When many of my generation were living in Canada, I was part of a literary club in Southeast Asia. It has been fifty years and time has eroded the reasons for our club. It could have been the scarcity of books, the economics of a soldier’s pay, or our attention to other matters. Regardless, we had our own way of sharing reading material. Someone would get his hands on a book. After consuming the first 50 pages or so, he would tear off the section and pass it to the next reader. The first section and subsequent sections would continue through the group of readers. I chuckle in recalling the pointed discussions that occurred when a less motivated reader got in the middle of the chain. Even through you had little control over the subject or author, it did not matter much.
This is how I found Harper Lee’s To Kill a Mockingbird. To this day an idea from the novel sticks with me. That is, you don’t really know a person until you actually see them. How many people do we work and even live with that we truly do not know simply because we do not take the time to see them.
While I do not know if this is true, I have no reason it doubt it. When a person blind from birth gains sight, the individual must learn to see. Witnessing a dog run behind a chair is perceived as the dog disappearing rather than an object blocking the view of the dog. Frankly, I am not consulting snopes.com to disprove this. The idea conveniently illustrates our need to learn to see others.
When we judge based on appearance, we are looking at the stratum corneum, or dead skin cells, on the surface of the person’s body. Below this thin layer we are all the same. Physically, emotionally, spiritually- we are like the facets of a diamond. The slightest movement or change in light displays a new and different quality of the human gem.

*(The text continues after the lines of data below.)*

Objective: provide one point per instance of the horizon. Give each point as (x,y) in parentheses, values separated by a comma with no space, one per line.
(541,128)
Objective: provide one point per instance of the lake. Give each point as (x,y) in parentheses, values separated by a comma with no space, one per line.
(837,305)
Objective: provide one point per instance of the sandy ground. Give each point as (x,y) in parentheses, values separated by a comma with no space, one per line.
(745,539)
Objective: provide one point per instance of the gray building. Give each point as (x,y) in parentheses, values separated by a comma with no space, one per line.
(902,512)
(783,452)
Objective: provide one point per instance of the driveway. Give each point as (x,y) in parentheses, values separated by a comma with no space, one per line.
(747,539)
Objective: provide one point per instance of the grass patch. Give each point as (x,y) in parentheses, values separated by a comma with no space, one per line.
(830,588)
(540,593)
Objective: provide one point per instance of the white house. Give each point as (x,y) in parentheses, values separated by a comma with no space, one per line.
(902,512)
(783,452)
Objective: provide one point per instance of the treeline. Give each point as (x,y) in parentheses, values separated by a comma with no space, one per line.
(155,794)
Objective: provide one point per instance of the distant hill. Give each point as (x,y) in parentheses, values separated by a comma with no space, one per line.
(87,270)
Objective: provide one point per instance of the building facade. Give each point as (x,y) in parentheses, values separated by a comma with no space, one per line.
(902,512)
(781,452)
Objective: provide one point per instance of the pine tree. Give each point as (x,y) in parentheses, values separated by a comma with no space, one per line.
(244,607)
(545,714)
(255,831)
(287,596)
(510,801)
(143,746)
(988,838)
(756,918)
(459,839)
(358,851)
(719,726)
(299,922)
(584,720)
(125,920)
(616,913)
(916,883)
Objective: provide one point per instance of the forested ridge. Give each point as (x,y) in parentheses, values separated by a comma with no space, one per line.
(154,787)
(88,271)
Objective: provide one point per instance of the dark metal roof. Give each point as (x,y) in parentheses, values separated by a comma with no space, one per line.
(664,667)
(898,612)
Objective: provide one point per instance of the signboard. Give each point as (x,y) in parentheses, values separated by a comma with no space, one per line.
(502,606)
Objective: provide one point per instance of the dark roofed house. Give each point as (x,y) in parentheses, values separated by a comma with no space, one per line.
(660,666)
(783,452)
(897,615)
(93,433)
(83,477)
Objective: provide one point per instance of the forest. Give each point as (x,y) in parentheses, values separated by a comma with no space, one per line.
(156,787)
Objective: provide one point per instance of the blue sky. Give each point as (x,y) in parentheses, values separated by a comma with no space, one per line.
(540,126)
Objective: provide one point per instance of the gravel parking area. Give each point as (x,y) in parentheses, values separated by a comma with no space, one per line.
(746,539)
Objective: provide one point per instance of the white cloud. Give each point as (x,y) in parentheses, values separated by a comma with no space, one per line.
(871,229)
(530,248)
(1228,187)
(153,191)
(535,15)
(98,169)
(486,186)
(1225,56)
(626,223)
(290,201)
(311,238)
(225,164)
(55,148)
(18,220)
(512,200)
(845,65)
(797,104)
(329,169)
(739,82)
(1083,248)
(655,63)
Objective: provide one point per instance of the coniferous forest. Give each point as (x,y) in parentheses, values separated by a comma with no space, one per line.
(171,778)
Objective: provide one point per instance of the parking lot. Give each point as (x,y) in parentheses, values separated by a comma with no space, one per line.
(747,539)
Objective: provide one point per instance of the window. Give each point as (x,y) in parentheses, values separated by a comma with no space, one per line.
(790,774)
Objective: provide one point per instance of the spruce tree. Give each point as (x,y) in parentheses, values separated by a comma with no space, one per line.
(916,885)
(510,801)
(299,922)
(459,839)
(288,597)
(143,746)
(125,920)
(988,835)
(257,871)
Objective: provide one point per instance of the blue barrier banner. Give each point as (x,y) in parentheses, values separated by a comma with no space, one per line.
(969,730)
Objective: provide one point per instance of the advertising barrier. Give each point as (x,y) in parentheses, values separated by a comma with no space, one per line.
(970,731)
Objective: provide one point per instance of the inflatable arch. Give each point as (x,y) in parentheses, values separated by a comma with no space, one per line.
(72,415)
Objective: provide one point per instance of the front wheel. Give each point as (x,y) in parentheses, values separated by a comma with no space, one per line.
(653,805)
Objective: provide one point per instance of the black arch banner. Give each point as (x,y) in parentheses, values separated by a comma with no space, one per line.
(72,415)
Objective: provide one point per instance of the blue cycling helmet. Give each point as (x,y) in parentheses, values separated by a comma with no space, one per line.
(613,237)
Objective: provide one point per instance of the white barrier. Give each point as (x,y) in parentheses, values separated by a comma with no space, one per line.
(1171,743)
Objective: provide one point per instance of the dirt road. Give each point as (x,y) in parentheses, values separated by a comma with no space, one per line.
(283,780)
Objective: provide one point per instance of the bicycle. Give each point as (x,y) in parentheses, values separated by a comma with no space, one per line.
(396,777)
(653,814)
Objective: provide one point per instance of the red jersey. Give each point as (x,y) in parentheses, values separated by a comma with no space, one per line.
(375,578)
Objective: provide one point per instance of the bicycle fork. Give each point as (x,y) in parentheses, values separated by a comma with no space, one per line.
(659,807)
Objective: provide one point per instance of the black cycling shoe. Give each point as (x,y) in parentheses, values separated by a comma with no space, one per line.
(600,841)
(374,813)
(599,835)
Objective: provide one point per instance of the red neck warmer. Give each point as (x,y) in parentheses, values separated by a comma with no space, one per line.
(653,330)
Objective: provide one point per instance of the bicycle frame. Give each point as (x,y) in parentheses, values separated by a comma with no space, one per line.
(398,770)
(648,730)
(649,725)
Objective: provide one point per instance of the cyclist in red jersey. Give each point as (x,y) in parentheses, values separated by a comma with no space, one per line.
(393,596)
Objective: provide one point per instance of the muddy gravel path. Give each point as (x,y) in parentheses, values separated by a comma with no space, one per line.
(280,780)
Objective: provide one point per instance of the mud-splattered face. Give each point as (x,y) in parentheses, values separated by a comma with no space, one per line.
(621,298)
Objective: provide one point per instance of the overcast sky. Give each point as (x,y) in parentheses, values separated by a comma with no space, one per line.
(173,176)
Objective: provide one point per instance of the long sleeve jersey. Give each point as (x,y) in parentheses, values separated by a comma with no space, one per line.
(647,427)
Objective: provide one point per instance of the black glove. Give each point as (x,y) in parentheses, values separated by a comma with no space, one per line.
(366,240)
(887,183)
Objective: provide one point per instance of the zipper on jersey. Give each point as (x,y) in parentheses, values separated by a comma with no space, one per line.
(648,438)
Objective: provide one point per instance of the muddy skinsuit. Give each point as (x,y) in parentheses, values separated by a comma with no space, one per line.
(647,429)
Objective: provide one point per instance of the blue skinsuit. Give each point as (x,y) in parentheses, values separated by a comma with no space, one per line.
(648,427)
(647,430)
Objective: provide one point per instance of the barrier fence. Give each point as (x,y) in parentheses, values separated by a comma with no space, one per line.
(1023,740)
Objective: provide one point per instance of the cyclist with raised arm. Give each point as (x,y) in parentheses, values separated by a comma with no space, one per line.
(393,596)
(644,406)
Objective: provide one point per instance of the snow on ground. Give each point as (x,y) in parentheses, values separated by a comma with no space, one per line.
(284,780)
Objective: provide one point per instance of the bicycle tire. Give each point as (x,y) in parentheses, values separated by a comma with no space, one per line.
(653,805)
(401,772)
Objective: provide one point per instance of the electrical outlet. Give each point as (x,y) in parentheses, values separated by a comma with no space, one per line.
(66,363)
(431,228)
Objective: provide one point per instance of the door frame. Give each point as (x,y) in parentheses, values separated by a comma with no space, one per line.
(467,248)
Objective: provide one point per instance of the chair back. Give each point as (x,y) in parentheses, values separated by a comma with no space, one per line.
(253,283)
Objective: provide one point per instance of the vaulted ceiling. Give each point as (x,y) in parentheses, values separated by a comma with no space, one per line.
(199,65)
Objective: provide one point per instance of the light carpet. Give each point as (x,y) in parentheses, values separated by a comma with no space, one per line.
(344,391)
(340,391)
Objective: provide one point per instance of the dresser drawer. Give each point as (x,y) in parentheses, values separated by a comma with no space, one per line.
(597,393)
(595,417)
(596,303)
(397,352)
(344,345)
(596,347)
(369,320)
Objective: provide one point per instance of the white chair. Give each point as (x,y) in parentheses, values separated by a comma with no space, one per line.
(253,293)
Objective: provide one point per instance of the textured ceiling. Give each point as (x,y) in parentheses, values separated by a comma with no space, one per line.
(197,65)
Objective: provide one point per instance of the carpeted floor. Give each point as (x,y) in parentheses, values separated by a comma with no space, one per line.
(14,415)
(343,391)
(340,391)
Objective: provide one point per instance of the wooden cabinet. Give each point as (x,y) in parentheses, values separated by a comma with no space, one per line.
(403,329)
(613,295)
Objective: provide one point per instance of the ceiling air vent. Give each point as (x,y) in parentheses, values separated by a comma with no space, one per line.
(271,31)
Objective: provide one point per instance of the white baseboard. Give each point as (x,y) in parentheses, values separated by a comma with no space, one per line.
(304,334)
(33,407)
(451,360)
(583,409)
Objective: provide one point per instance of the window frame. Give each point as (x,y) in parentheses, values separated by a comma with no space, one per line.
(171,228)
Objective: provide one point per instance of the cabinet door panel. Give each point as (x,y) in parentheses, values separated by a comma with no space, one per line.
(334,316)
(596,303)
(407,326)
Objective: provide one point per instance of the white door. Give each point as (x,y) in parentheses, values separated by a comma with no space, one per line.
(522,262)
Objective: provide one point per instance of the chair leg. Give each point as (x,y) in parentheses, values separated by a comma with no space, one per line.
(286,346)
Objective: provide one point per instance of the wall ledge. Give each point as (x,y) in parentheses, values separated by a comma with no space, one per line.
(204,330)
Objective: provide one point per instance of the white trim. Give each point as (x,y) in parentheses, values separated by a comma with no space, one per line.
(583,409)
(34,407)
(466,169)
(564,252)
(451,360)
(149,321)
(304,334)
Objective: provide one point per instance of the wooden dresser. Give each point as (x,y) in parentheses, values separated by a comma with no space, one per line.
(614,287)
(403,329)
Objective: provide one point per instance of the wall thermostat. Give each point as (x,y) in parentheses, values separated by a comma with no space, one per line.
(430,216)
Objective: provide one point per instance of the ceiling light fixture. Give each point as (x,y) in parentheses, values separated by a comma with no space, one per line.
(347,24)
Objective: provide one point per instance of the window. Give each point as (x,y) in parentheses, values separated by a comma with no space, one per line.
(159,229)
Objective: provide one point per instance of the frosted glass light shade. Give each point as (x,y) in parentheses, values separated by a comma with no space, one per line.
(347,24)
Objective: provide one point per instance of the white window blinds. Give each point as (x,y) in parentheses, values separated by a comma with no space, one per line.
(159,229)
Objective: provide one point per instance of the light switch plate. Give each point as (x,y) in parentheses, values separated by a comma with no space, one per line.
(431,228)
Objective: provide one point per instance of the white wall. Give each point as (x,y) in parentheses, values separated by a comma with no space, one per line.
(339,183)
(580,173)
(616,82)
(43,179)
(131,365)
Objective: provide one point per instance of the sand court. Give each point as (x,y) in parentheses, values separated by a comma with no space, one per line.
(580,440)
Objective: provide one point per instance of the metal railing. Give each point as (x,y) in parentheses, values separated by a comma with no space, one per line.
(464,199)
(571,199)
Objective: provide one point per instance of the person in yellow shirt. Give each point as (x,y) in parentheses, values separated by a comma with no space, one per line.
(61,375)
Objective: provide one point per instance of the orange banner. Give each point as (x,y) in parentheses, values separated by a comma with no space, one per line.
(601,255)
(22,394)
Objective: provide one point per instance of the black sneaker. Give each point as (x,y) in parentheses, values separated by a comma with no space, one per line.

When I returned from overseas, I was dismayed at both the criticism and ignorance about Vietnam. The upheaval bothered me to the extent that I cut my leave short and reported to my next duty station. Through the years the hostility of others unknowingly became my hostility. Last Christmas a gentleman helped me to finally see this. On Christmas eve I was sitting alone in church meditating on Christ’s birth. Unexpectedly, a veteran sat down beside me and began talking about his experience in Vietnam. I responded by saying that I don’t talk about it. Not discouraged, he offered some insight that I had not previously considered. The encounter was, and remains, a special Christmas experience.
The Focolare Movement stresses that we love everyone we meet as Jesus loves us and we work for unity among all people. Lord, cure my blindness.